As Turkey goes to the polls on Sunday to elect a president, Recep Tayyip Erdoğan has never looked so vulnerable. And his fate may well hinge on citizens who were not born when he first took office in 2003 – first-time voters who make up 8% of the electorate.
The president is counting on his base – conservative, religious, and predominantly rural – but with polls suggesting a neck-and-neck race against a diverse six-party opposition coalition, that may not be enough.
That coalition includes Islamists, secular politicians, nationalists, and ethnic Kurds, a heterogeneous mix that appeals to young people, says Nevzat Taşcı, a youth organizer. “The younger generation has more empathy with those who are different from them,” he argues. “They are not as polarized and have more solidarity than the older generation.”
President Erdoğan’s increasingly autocratic style, and his crackdown on critics and opponents, are not calculated to appeal to young people, but he is trying to boost his image among first-time voters by promising free internet connections and lower mobile phone fees.
With the outcome of the election on a knife edge, “every vote counts,” says an analyst.

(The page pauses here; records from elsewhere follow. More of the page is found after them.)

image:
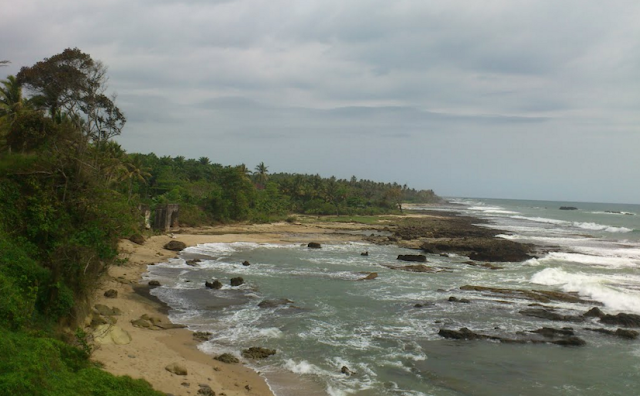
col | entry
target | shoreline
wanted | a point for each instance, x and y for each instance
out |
(150, 351)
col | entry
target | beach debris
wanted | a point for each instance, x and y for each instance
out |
(227, 358)
(544, 296)
(175, 246)
(237, 281)
(459, 300)
(274, 303)
(421, 258)
(594, 312)
(346, 371)
(202, 335)
(622, 333)
(414, 268)
(176, 368)
(111, 334)
(216, 284)
(137, 239)
(549, 315)
(466, 334)
(550, 332)
(205, 390)
(106, 311)
(371, 276)
(258, 353)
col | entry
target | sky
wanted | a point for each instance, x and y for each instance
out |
(514, 99)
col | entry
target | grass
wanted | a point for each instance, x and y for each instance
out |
(36, 365)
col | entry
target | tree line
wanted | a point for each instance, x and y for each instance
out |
(69, 191)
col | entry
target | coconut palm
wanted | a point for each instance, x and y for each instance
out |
(261, 173)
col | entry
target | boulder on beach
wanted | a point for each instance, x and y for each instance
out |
(175, 246)
(227, 358)
(216, 284)
(111, 334)
(371, 276)
(137, 239)
(421, 258)
(274, 303)
(258, 353)
(236, 281)
(176, 368)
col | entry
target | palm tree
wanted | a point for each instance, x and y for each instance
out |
(11, 100)
(262, 173)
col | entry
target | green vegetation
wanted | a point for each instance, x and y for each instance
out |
(68, 192)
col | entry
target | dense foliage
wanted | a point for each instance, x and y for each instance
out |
(211, 192)
(68, 192)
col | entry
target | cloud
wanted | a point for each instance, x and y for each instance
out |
(324, 79)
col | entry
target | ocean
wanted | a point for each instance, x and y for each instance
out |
(393, 348)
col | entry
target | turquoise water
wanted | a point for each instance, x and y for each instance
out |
(373, 328)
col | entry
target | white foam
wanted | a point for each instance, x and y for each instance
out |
(590, 260)
(598, 287)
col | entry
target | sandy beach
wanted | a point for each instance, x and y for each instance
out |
(150, 351)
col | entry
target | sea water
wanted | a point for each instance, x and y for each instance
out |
(373, 328)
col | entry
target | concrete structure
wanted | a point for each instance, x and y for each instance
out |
(166, 217)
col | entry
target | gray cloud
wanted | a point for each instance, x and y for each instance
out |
(527, 98)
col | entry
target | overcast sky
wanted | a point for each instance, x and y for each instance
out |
(497, 98)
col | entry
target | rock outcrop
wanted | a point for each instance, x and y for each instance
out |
(258, 353)
(175, 246)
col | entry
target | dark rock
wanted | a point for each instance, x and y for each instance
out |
(227, 358)
(371, 276)
(176, 369)
(622, 333)
(594, 313)
(413, 268)
(549, 332)
(205, 390)
(237, 281)
(345, 370)
(258, 353)
(481, 249)
(549, 315)
(216, 284)
(413, 257)
(274, 303)
(459, 300)
(570, 341)
(622, 319)
(543, 296)
(201, 335)
(176, 246)
(137, 239)
(462, 334)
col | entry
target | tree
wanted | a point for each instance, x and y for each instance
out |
(261, 173)
(73, 83)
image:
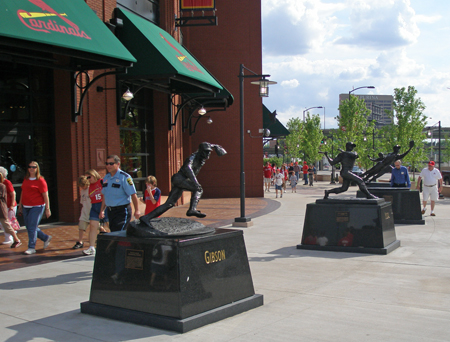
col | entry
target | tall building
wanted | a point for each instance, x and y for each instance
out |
(66, 63)
(378, 105)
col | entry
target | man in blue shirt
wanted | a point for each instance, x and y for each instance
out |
(400, 177)
(118, 191)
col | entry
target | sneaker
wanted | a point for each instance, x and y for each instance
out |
(16, 244)
(89, 251)
(46, 243)
(78, 245)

It is not often in Turkey that you see a balding, middle-aged man dancing energetically on a bus to rap, pumping his fists.

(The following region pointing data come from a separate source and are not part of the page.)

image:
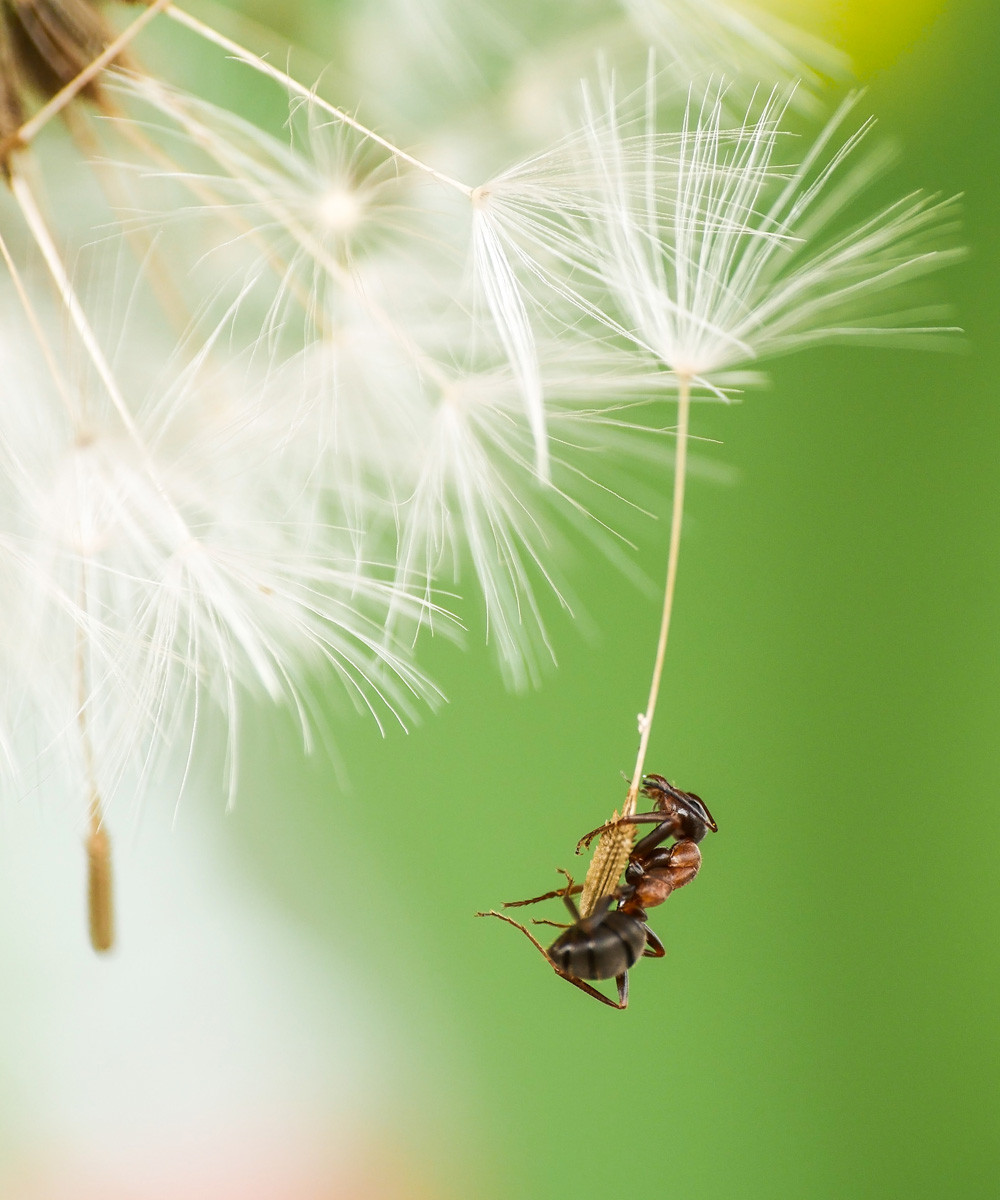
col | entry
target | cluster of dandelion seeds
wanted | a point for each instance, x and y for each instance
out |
(277, 401)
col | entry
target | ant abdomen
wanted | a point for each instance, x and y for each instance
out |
(602, 953)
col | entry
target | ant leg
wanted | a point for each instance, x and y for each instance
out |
(654, 947)
(622, 981)
(591, 991)
(544, 953)
(570, 889)
(635, 819)
(527, 934)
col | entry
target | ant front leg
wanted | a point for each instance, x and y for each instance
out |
(570, 889)
(668, 826)
(654, 947)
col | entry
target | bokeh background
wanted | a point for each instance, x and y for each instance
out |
(301, 1003)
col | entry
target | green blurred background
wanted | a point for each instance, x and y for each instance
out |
(303, 1005)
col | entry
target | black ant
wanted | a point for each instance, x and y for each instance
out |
(603, 946)
(654, 870)
(606, 943)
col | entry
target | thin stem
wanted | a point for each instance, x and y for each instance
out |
(30, 312)
(615, 845)
(299, 89)
(676, 517)
(36, 225)
(75, 87)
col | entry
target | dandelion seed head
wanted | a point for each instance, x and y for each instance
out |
(340, 210)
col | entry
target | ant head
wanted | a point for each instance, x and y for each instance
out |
(700, 810)
(672, 801)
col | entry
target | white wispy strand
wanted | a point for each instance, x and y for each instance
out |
(701, 39)
(707, 250)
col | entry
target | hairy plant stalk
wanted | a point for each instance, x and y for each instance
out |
(614, 847)
(309, 94)
(76, 85)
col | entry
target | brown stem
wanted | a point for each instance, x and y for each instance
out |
(615, 846)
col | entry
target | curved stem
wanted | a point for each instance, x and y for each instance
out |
(676, 519)
(286, 81)
(615, 845)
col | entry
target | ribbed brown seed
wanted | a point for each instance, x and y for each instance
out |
(100, 894)
(610, 857)
(43, 46)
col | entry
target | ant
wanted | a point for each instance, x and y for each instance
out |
(606, 943)
(603, 946)
(654, 870)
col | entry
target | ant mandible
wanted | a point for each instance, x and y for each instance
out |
(656, 870)
(606, 943)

But that is the way that Muharrem İnce, a prominent opposition candidate in Sunday’s presidential election until he dropped out of the race on Thursday, chose to woo the youth vote, sharing the video of his exertions on social media.
Kemal Kılıçdaroğlu, the only man with a chance of beating sitting president Recep Tayyip Erdoğan, is a septuagenarian and has found a less physically demanding way of appealing to first-time voters: He is often to be seen in videos and at rallies making a heart with his hands.
The president himself has not opted for such tactics. But he has made promises specifically designed to appeal to young voters, such as free internet access and lower taxes on mobile phone use.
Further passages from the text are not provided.